When you need to add a new column to a table, you run a Data Definition Language (DDL) migration like ALTER TABLE. To ensure the table structure isn't corrupted, the Database requires a Heavy Lock (Access Exclusive). No one can read or write to the table while the lock is held. If you add a column with a DEFAULT value to a table with 50 million rows, the database might take 20 minutes to physically rewrite all 50 million rows. During those 20 minutes, every single user query is blocked, the connection pool fills up, and the entire website crashes.
PostgreSQL and MySQL process locks in a Queue. If a long-running SELECT query is currently running on the table, the ALTER TABLE migration has to wait in line. But here's the catch: the ALTER TABLE migration demands an Exclusive Lock, so every single query that arrives after it is blocked behind it! A migration waiting just 30 seconds for an old query to finish can cause a catastrophic pile-up.
-- The BAD way (Takes 20 minutes, blocks everything)
ALTER TABLE users ADD COLUMN status VARCHAR DEFAULT 'active';
-- The GOOD way (Instantly adds the column, zero downtime)
-- Step 1: Add the column with NO default (takes 1 millisecond)
ALTER TABLE users ADD COLUMN status VARCHAR;
-- Step 2: Set the default for FUTURE inserts
ALTER TABLE users ALTER COLUMN status SET DEFAULT 'active';
-- Step 3: Update existing rows slowly in the background
UPDATE users SET status = 'active' WHERE id BETWEEN 1 AND 1000;
-- (Sleep, then do the next 1000...)
Note: Since Postgres 11, adding a default with a constant value is actually instant! But adding an index or a dynamic default still requires extreme care.

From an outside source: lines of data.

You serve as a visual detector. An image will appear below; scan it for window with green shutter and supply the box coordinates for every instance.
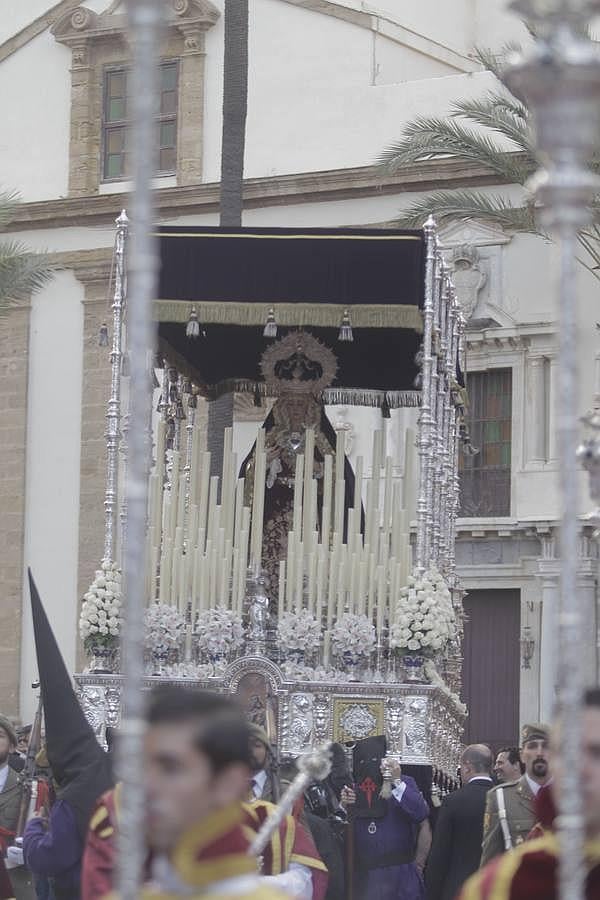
[460,369,512,516]
[102,60,179,181]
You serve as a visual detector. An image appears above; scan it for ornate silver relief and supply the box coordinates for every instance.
[452,244,487,319]
[340,703,377,741]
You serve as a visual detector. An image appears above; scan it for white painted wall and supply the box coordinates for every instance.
[21,272,83,721]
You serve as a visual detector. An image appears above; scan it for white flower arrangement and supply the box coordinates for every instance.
[390,566,456,654]
[144,601,185,653]
[194,606,244,660]
[423,659,469,716]
[79,563,122,651]
[277,609,320,652]
[331,613,375,663]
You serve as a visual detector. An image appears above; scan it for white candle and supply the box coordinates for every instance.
[337,560,346,621]
[323,631,331,668]
[383,456,393,530]
[198,453,210,550]
[302,428,315,543]
[307,551,317,613]
[402,428,418,521]
[377,566,385,641]
[285,531,296,612]
[233,478,244,547]
[358,560,369,613]
[316,546,326,629]
[292,453,304,540]
[327,549,338,628]
[333,430,346,538]
[277,559,285,615]
[354,456,363,533]
[294,541,304,612]
[321,453,333,548]
[250,428,266,566]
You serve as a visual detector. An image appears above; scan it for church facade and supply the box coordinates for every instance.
[0,0,600,742]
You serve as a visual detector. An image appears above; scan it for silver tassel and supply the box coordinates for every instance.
[185,306,200,341]
[263,306,277,338]
[338,309,354,341]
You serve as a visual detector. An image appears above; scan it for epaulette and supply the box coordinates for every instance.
[90,804,115,841]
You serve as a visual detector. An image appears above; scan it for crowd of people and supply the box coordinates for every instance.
[0,687,600,900]
[0,584,600,900]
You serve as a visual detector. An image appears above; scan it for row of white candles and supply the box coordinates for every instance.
[147,408,416,635]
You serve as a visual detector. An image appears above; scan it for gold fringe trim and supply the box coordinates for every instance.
[154,300,423,334]
[152,230,423,243]
[211,378,421,409]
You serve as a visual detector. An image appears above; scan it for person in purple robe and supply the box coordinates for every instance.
[23,572,114,900]
[341,736,430,900]
[23,800,83,900]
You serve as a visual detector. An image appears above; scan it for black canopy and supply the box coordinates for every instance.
[155,227,424,391]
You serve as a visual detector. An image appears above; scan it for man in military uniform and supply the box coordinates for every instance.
[481,723,550,866]
[81,687,285,900]
[459,687,600,900]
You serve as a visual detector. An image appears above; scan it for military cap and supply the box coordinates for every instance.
[521,722,550,747]
[0,716,17,747]
[248,722,271,749]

Zero-downtime migrations require much more developer effort. You often have to split a single change into 3 or 4 separate deployments (e.g. Add column -> Deploy code to write to both -> Backfill old data -> Deploy code to read from new -> Drop old column). It slows down feature delivery to guarantee uptime.
SET lock_timeout TO '2s';. If the migration can't grab the lock in 2 seconds, it instantly fails and aborts, saving your database from a traffic pile-up!